Disini, menurut Grant R. Osbone, “plêrôun berarti bahwa makna Perjanjian Lama telah dilengkapi dengan digenapi di dalam Yesus; dalam perbuatan-perbuatanNya dan ajaran-ajaranNya Ia menjunjung Perjanjian Lama ketataran yang lebih tinggi. Ada dua ide, Ia telah melengkapi atau memenuhi makna dari Perjanjian Lama, dan Ia merupakan penafsir final dari hukum Taurat”. [11] Kegagalan memahami keharusan menafsirkan Perjanjian Lama berdasarkan sudut pandang Perjanjian Baru menyebabkan kelompok Yahweisme tertentu ini memberlakukan (mewajibkan) kembali hal-hal tertentu dalam Perjanjian Lama yang seharusnya tidak diwajibkan bagi Kekristenan karena telah digenapi Kristus. 

DAFTAR PUSTAKA:
[1] Samuel T. Gunawan, S.Th.,SE.,M.Th adalah teolog Protestan Kharismatik, Pendeta dan Gembala di Bintang Fajar Ministries Palangka Raya; Dosen Filsafat dan Apologetika Kharismatik; Penulis buku Apologetika Kharismatik. Menyandang dua gelar Magister of Theology dari STT Trinity, M.Th (Christian Leadership) dan M.Th (Systematic Theology and Apologetics).

[2] Steven Djie, M.Th adalah salah seorang teolog dan apologet Yahweisme, juga pendeta dan pimpinan Gereja Kristen Holistik di Jakarta.

[3] lihat: Erickson J. Millard., 2003. Teologi Kristen, Jilid 1. Terjemahan, Penerbit Gandum Mas : Malang, hal. 473; dan Daun, Paulus., 1994. Bidat Kristen dari masa Ke Masa. Penerbit Yayasan Daun Family : Manado, hal. 51.

[4] Conner, Kevin J., 2004. A Practical Guide to Christian Bilief. Terjemahan, Penerbit Gandum Mas : Malang, 82-83. 

[5] Thiessen, Henry C., 1992. Teologi Sistematika, direvisi Vernon D. Doerksen. Terjemahan, Penerbit Gandum Mas : Malang, hal. 70.

[6] Ryrie, Charles C., Teologi Dasar.
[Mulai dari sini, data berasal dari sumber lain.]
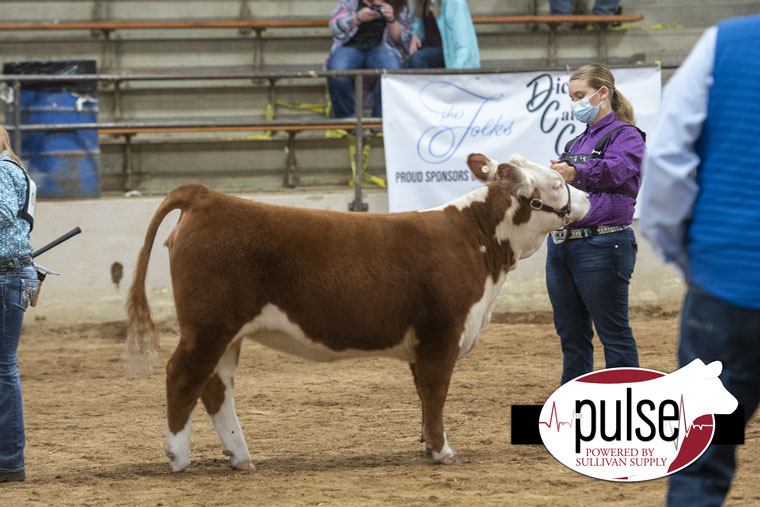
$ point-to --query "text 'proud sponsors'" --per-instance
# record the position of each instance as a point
(431, 123)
Jilid 1, hal 20.

[7] Penting untuk mengetahui bahwa kata “pewahyuan” berbeda dengan kata “pengilhaman” dan “ilumimasi”. Dalam pengertian teknis-teologis, kata “pewahyuan” atau disebut juga “penyataan Allah” menunjuk kepada pengalihan pikiran Allah kepada pikiran manusia yang dipilih Allah menjadi penulis-penulis kitab-kitab Alkitab; “Pengilhaman” atau disebut juga “inspirasi” menunjuk pada penulisan naskah-naskah asli Alkitab oleh para penulis pihak manusia dalam kontrol Roh Kudus; Sedangkan “iluminasi” atau disebut juga “pencerahan” menunjuk pada pimpinan Roh Kudus yang memampukan manusia memahami kebenaran Alkitab dalam relevansinya pada setiap konteks kehidupan.

[8] Kekristen dalam tradisi Reformasi sangat menekankan empat sola dan satu soli. Namun, ketika kita mengabaikan penafsiran yang ketat terhadap Kitab Suci sehingga salah dalam memahami sola scriptura (hanya oleh Kitab Suci), maka konsekuensi-konsekuensi yang tidak terhindarkan adalah kita juga akan salah memahami apa yang Kitab Suci katakan tentang sola Christo (hanya oleh Kristus), sola gratia (hanya oleh anugerah), sola fide (hanya oleh iman), dan soli Deo gloria (kemuliaan hanya bagi Allah. 

[9] Ryrie, Charles C., Teologi Dasar. Jilid 1, hal 150.

[10] Gary Mink ,www.sacrednamemovement.com.

[11] Osbone, Grant R., 2012. Spiral Hermeneutika: Pengantar Komprehensif Bagi Penafsiran Alkitab. Terjemahan, Penerbit Momentum : Jakarta, hal 401.